June 26, 2021
Wimbledon, London, UK
THE MODERATOR: Questions, please.
Q. Last month at Roland Garros you mentioned you were still assessing your comfort level with participating in the Olympic Games. How difficult has that decision been for you? Are you any closer to making a call on that? In terms of your scheduling for the summer, can Canadian tennis fans get their hopes up they might see you in Toronto in August?
ROGER FEDERER: Yeah, I mean, with the team we decided we're going to reassess the situation after Wimbledon because it's going to have an impact on my -- obviously if I play really good here or really bad, I think it has an impact on how everything might look for in the summer.
Still my feeling is I would like to go to the Olympics. I would like to play as many tournaments as possible. But I think we decided now let's just get through Wimbledon, sit down as a team, and then decide where we go from there.
I wish I could tell you more.

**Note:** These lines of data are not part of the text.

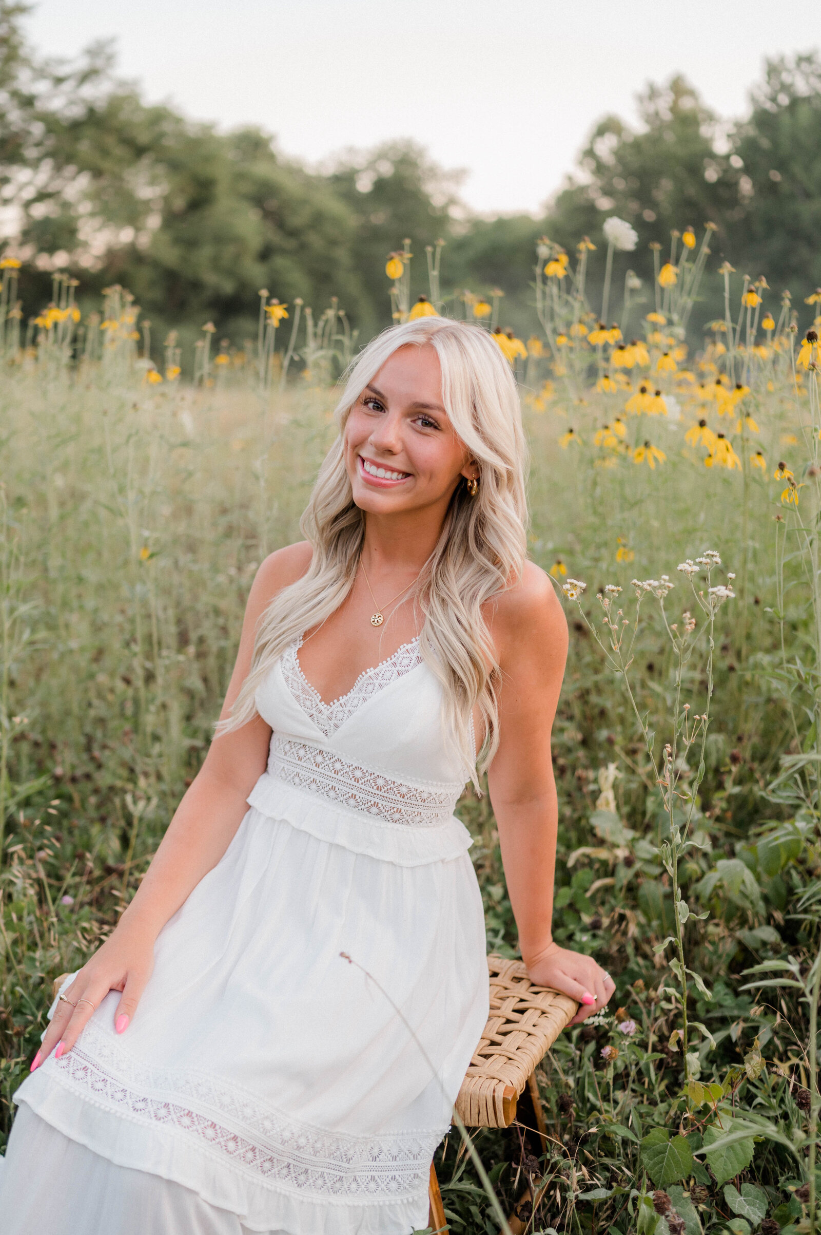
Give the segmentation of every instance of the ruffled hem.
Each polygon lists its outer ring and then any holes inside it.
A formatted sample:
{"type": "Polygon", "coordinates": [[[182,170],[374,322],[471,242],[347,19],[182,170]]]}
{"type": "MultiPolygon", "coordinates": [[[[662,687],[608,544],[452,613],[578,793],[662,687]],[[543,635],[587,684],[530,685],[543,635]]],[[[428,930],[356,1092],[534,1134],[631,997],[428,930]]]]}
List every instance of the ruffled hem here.
{"type": "Polygon", "coordinates": [[[395,866],[449,862],[473,845],[470,832],[454,815],[433,827],[390,824],[362,811],[346,810],[317,794],[285,784],[269,772],[259,777],[247,802],[267,819],[283,820],[320,841],[395,866]]]}
{"type": "MultiPolygon", "coordinates": [[[[407,1235],[427,1225],[427,1192],[398,1200],[307,1200],[257,1183],[226,1168],[221,1156],[209,1166],[207,1150],[193,1151],[172,1131],[142,1126],[83,1100],[53,1078],[37,1086],[37,1073],[16,1099],[64,1136],[117,1166],[146,1171],[190,1188],[202,1200],[236,1214],[253,1231],[301,1235],[407,1235]]],[[[431,1147],[431,1157],[433,1149],[431,1147]]]]}

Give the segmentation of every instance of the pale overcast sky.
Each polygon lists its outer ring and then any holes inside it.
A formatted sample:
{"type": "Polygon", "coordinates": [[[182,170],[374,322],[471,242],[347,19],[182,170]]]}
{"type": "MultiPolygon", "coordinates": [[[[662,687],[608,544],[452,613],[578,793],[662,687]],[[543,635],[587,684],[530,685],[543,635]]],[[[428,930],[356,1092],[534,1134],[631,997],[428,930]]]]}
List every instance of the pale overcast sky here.
{"type": "Polygon", "coordinates": [[[817,0],[40,0],[35,43],[115,37],[152,101],[256,124],[310,163],[414,137],[475,210],[537,211],[606,111],[683,72],[742,114],[764,56],[821,44],[817,0]]]}

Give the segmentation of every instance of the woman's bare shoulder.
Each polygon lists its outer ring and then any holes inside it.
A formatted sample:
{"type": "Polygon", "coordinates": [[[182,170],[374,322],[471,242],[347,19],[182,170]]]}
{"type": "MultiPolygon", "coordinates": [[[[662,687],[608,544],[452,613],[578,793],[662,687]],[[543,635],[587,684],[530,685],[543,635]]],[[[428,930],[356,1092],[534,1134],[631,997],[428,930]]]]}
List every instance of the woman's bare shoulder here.
{"type": "Polygon", "coordinates": [[[535,562],[526,562],[519,579],[494,597],[490,627],[502,666],[510,658],[544,653],[558,653],[564,661],[564,609],[553,580],[535,562]]]}
{"type": "Polygon", "coordinates": [[[312,550],[309,541],[278,548],[259,566],[251,587],[248,605],[264,609],[273,597],[301,579],[311,564],[312,550]]]}

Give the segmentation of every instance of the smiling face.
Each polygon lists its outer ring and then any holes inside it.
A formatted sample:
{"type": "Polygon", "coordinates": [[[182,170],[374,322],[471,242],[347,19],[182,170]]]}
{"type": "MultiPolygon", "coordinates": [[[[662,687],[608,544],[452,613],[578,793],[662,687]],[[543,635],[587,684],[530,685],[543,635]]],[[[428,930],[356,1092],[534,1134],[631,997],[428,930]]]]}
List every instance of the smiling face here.
{"type": "Polygon", "coordinates": [[[478,477],[442,403],[442,372],[430,343],[400,347],[353,404],[344,463],[360,510],[399,514],[442,506],[463,477],[478,477]]]}

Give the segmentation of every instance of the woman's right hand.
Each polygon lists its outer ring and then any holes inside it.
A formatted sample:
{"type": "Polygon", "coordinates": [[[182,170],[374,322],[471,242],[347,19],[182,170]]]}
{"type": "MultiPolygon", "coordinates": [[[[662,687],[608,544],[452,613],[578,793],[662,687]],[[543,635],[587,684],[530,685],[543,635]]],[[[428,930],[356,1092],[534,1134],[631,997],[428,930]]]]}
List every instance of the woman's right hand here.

In previous years it was definitely easier. At the moment things are not as simple as in the past. With age you have to be more selective. You can't play it all.
Yeah, I will know in a few weeks.
Q. I think the last time you and Andy shared a court, if I'm not mistaken, you were both in kilts in Glasgow a few years ago. It was great to see you guys practice again yesterday. How did that go? What was it like sharing a court with Andy? Given you're both on a comeback from injury, how do you assess either of your chances in these championships?
ROGER FEDERER: It was very nice sharing the court again with Andy. We were trying to think when the last time was when we shared a practice court together. I thought it was the Australian Open in '05 or something. He thought it was maybe Rome in '06. We didn't do it for a long time.
I thought he looked good. To be honest, you can see how comfortable he is on the grass. Clearly it's just practice, we're trying things. But I hope he can go deep here, have a nice run. Same for me.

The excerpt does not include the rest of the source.